Arrêt du 9 avril 2019  
 
Cour de droit pénal  
 
Composition 
M. et Mmes les Juges fédéraux Denys, Président, Jacquemoud-Rossari et Jametti. 
Greffier : M. Tinguely. 
 
Participants à la procédure 
A.________, représenté par Mes Daniel Tunik et Arnaud Nussbaumer Avocats, 
recourant, 
 
contre  
 
Ministère public de la République et canton de Genève, 
intimé. 
 
Objet 
Ordonnance de non-entrée en matière (abus de confiance, escroquerie, usure), 
 
recours contre l'arrêt de la Cour de justice de la République et canton de Genève, Chambre pénale de recours, du 31 janvier 2019 (ACPR/99/2019 P/20105/2017). 
 
 
Faits :  
 
A.  
 
A.a. Au mois de mai 2014, A.________ a signé des devis portant sur la commande de trois bijoux à la société X.________ Sàrl, active dans le domaine de joaillerie, dont Y.________ et Z.________ en étaient les gérants. Les bijoux en question, soit un collier (2'366'280 fr.), une bague (764'640 fr.) et des boucles d'oreilles (453'600 fr.), devaient être en platine et sertis au total de 58 diamants blancs et de 6 diamants jaunes. Les prix précités étaient approximatifs, le coût final dépendant notamment de la valeur des pierres précieuses au jour de leur achat par X.________ Sàrl.  

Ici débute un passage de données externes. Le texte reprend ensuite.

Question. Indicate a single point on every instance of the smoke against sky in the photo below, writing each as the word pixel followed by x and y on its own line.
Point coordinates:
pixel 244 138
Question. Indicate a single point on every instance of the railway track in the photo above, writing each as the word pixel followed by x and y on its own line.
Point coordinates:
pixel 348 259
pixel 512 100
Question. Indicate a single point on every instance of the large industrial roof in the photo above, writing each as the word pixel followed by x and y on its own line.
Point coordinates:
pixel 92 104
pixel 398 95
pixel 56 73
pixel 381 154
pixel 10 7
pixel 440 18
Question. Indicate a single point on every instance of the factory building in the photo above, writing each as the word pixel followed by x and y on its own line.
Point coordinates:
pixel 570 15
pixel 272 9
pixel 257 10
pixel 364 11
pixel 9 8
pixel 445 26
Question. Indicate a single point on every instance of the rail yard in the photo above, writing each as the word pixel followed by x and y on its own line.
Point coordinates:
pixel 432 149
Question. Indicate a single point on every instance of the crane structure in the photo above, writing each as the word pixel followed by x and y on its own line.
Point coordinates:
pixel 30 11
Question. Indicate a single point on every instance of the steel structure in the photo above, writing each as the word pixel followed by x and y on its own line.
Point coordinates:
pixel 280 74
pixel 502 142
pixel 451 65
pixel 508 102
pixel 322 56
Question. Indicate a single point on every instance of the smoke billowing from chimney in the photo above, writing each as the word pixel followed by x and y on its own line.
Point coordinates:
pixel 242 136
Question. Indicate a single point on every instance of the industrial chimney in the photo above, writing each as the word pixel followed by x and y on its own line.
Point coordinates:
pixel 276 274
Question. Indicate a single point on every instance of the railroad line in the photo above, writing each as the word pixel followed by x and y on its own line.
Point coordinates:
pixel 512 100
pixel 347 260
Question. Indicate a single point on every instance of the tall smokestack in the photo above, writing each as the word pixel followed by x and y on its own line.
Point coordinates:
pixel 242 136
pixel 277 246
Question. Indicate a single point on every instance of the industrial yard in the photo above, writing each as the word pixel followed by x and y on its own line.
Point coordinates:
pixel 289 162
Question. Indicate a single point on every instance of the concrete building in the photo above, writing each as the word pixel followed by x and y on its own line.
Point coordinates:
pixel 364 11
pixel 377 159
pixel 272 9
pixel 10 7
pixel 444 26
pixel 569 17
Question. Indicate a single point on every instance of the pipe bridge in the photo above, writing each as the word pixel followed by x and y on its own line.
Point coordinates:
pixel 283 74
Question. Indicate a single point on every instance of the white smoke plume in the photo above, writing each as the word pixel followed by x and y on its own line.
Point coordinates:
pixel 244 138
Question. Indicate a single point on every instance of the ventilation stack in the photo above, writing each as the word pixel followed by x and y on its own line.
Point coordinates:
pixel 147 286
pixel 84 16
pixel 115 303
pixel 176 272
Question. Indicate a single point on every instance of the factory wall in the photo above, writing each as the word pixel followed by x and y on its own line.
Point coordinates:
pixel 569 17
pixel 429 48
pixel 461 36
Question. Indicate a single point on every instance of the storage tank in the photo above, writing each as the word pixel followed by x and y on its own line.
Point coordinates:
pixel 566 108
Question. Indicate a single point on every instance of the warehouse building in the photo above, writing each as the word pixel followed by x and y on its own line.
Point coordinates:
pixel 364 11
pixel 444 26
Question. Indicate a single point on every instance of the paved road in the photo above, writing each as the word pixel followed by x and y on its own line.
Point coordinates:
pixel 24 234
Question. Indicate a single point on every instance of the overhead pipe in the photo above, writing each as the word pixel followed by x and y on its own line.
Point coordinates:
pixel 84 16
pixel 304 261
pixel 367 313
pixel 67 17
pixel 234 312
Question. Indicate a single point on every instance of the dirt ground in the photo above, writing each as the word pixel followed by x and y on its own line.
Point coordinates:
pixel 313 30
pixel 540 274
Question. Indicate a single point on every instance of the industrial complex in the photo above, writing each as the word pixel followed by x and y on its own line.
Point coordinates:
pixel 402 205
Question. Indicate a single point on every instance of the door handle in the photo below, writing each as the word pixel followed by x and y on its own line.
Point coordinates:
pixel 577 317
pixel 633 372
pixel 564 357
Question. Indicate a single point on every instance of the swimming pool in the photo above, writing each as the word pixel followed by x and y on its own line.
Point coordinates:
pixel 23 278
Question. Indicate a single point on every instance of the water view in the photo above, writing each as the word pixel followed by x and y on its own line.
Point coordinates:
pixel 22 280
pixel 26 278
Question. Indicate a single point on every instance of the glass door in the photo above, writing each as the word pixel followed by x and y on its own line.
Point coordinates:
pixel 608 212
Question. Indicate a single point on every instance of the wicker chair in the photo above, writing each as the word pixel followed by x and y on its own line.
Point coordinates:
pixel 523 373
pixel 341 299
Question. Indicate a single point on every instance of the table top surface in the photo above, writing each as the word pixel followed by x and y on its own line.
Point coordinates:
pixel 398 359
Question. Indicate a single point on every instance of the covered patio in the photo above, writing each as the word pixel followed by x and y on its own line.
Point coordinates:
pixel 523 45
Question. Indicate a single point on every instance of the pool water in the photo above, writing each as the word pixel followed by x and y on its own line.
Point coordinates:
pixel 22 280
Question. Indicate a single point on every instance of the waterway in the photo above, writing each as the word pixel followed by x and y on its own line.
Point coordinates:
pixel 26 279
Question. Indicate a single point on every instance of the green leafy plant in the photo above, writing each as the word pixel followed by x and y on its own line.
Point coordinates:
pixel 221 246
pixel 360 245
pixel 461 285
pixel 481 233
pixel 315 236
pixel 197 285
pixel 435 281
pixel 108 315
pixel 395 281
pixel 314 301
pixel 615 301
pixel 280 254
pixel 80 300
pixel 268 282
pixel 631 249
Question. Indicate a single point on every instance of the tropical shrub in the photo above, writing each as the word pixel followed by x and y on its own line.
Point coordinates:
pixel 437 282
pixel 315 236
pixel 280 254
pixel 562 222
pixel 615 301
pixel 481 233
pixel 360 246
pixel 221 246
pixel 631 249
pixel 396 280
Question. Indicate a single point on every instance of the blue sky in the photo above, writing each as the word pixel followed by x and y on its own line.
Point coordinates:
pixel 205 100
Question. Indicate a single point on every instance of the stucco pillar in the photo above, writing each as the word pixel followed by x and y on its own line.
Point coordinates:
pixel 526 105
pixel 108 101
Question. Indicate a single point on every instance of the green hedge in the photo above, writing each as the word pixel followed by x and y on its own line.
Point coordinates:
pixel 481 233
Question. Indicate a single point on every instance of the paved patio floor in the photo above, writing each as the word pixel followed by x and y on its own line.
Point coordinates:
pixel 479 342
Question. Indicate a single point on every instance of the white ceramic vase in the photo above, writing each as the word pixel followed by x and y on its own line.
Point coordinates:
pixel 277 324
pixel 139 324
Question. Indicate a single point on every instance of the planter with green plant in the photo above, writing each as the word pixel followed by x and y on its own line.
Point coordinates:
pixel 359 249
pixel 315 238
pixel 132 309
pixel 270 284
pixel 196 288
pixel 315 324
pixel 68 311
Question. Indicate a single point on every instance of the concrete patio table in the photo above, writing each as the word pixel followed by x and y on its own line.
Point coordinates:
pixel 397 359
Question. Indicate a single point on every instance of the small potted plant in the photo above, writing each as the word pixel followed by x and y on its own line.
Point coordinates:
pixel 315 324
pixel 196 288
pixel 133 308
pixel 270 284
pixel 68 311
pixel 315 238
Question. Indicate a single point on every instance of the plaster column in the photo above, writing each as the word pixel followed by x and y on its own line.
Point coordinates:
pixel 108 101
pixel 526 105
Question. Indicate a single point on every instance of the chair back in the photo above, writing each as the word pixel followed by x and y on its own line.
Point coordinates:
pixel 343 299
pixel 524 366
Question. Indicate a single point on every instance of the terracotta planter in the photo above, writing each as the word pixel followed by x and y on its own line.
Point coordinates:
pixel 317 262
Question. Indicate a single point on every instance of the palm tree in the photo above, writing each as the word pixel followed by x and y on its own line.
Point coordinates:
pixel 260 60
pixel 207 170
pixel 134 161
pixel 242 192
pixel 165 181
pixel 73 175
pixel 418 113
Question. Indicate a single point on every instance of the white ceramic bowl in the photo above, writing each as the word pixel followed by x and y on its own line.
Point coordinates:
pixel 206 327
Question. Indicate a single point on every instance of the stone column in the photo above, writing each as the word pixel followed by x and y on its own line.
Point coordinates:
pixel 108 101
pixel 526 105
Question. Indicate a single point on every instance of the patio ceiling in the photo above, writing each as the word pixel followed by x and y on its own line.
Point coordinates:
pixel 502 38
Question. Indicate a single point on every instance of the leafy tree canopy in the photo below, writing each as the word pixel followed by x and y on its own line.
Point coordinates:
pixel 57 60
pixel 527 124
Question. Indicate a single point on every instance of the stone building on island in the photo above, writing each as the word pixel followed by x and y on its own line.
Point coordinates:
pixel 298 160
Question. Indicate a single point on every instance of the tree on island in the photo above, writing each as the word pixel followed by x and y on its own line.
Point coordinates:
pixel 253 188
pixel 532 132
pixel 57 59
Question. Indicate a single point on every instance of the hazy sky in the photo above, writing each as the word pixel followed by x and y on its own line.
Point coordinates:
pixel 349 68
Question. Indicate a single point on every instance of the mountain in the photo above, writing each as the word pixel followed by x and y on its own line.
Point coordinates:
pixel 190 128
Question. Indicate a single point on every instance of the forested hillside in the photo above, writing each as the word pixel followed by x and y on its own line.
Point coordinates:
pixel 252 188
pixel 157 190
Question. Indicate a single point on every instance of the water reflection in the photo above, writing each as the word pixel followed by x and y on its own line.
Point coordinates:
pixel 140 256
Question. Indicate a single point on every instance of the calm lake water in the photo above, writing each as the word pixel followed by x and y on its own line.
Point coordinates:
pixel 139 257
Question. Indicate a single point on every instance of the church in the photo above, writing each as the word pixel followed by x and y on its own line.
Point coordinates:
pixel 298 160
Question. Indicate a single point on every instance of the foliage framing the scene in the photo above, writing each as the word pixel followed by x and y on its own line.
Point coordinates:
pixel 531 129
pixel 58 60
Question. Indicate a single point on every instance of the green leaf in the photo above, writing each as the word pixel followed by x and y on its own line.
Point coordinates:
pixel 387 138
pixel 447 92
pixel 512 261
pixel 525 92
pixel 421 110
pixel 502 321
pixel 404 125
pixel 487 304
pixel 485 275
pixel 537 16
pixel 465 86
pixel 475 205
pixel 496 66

En juillet et septembre 2014, A.________ s'est acquitté de l'intégralité des sommes devisées pour le collier et la bague. X.________ Sàrl a, pour sa part, acquis à des dates indéterminées, les 58 diamants blancs, mais non les 6 diamants jaunes. Y.________ et Z.________ ont par ailleurs remis à A.________, en cours d'exécution du contrat, divers documents répertoriant notamment le prix d'achat et la qualité de certaines des gemmes blanches. 
Dans le courant du premier semestre de l'année 2015, des dissensions sont apparues entre les parties. Aucun des deux bijoux payés n'avait été livré et le montant découlant du devis relatif aux boucles d'oreilles n'avait pas été acquitté. 
 
A.b. Le 19 novembre 2015, A.________ a déposé une plainte pénale contre Y.________ et Z.________, subsidiairement contre X.________ Sàrl, des chefs d'abus de confiance (art. 138 CP), d'escroquerie (art. 146 CP) et d'usure (art. 157 CP). Il leur reprochait pour l'essentiel de ne pas lui avoir livré les bijoux qu'il avait payés et de l'avoir, par divers comportements et affirmations, délibérément trompé et abusé, profitant de sa méconnaissance dans le domaine des pierres précieuses et de son inexpérience, notamment pour se procurer, parmi les diamants blancs, des pierres dont certaines étaient d'un degré de pureté inférieur à leur accord et pour lui facturer certains diamants blancs à un prix final disproportionné au regard des tarifs auxquels eux-mêmes les avaient achetés.  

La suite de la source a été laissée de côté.